Sunday, May 9, 2010

To My Mother on Mother's Day


I am lucky to still have both my mother and father still alive and still in rather good health, both physically and mentally. Momma was an old country girl. Her parents lived a rather modest lifestyle. Grandaddy had his own mechanic shop at his house. A one man mechanic show. They had a garden and hunted and fished for a lot of their food. The raised hogs and killed and put them up for meat. They had a couple of cows from time to time. They were very frugal and momma would stretch a penny. Something she learned from those years with her parents. Momma could sew and had to to keep us 3 boys and 1 girl in clothes.
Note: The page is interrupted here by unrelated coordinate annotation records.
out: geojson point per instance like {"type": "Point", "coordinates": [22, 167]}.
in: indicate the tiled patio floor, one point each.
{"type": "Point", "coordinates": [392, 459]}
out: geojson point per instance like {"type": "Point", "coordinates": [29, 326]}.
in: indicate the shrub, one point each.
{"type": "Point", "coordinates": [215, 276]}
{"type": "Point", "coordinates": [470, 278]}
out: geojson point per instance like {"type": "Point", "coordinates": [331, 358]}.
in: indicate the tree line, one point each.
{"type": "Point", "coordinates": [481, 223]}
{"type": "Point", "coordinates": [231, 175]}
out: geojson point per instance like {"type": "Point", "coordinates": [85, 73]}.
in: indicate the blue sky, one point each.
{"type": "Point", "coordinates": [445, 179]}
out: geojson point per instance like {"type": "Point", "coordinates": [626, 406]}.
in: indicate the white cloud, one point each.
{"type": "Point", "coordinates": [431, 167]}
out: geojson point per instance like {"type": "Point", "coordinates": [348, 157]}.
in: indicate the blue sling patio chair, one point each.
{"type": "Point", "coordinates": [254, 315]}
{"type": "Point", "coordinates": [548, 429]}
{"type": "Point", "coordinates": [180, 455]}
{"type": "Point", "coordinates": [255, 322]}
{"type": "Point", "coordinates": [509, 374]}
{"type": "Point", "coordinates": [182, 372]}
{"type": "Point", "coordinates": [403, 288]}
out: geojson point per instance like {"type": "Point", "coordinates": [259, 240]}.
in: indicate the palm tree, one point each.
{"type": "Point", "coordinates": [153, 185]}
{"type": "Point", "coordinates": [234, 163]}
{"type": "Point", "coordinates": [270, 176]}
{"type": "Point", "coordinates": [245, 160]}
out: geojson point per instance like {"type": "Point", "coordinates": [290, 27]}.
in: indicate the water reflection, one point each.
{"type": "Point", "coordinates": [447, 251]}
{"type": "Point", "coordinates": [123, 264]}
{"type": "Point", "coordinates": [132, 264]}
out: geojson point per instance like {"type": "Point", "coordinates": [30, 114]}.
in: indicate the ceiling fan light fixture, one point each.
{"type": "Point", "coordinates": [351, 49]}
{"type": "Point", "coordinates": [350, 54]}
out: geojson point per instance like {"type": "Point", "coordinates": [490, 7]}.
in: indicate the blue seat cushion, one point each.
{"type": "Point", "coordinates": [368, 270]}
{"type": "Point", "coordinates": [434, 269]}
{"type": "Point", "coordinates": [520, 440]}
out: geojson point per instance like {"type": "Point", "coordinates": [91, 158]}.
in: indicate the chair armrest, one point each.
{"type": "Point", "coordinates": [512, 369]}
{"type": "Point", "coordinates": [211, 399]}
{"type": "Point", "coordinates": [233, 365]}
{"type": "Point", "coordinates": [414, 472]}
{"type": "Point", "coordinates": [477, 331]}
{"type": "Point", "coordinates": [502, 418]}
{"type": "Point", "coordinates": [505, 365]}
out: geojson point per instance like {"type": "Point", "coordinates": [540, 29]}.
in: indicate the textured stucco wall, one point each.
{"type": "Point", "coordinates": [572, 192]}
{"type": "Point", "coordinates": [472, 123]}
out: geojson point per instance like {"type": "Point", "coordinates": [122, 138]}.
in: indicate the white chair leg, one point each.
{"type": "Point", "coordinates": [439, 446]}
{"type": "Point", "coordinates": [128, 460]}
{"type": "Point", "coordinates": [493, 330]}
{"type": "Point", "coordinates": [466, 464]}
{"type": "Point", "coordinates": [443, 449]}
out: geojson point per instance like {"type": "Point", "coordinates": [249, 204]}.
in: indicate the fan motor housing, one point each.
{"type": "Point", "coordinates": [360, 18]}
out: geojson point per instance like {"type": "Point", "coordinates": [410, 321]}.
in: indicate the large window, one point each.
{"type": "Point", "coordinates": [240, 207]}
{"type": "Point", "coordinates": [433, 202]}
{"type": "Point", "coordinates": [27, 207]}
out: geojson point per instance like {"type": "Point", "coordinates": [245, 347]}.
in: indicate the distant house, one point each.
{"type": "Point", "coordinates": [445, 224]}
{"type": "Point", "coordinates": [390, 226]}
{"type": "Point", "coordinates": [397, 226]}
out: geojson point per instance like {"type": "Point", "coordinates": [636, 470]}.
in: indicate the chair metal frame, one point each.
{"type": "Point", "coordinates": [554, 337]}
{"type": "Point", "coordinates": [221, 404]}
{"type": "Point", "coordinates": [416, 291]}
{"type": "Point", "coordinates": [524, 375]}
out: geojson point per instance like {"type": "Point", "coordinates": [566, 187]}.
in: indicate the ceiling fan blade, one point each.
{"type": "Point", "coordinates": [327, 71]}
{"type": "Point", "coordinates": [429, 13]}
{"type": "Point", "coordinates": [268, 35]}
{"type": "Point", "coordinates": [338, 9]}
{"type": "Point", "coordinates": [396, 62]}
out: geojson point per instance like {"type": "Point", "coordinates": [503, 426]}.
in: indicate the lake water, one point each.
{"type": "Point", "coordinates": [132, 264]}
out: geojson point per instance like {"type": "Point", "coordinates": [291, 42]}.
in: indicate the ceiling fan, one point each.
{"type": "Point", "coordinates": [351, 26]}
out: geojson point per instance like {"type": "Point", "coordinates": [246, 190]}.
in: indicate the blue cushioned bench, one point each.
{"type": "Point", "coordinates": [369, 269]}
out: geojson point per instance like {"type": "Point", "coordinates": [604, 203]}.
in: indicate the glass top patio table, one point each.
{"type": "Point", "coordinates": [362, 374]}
She would get material and make us boys shirts and my sister dresses. She could sew a quilt, even up to now she still tries to do a little, but her hands are getting so that she has a hard time. She still gets in the truck and goes down to the pond to fish. She was just telling me today that she caught some catfish out of our pond and they weren't mudcat. We can only guess that a crane flew in with fish eggs on its feet and deposited them. Momma had to be strong. Daddy would work offshore a week on and a week off. That left us 3 boys against her. All we had to do was look at our sister wrong and the cry would ring out and here came the belt or whatever was needed. Momma carted us boys and our friends around to baseball games. And she never complained. I remember momma sitting me down and showing me the biology, if you get my drift. But what stuck with me was when I started dating she said, "I better not hear of you mistreating a girl." And she wasn't talking about being abusive. Those words haunted me whenever I was alone with a girl. Thanks, momma. God gave me the right Momma to raise me. God places us in our families, we don't choose them. Thank you God for my Momma.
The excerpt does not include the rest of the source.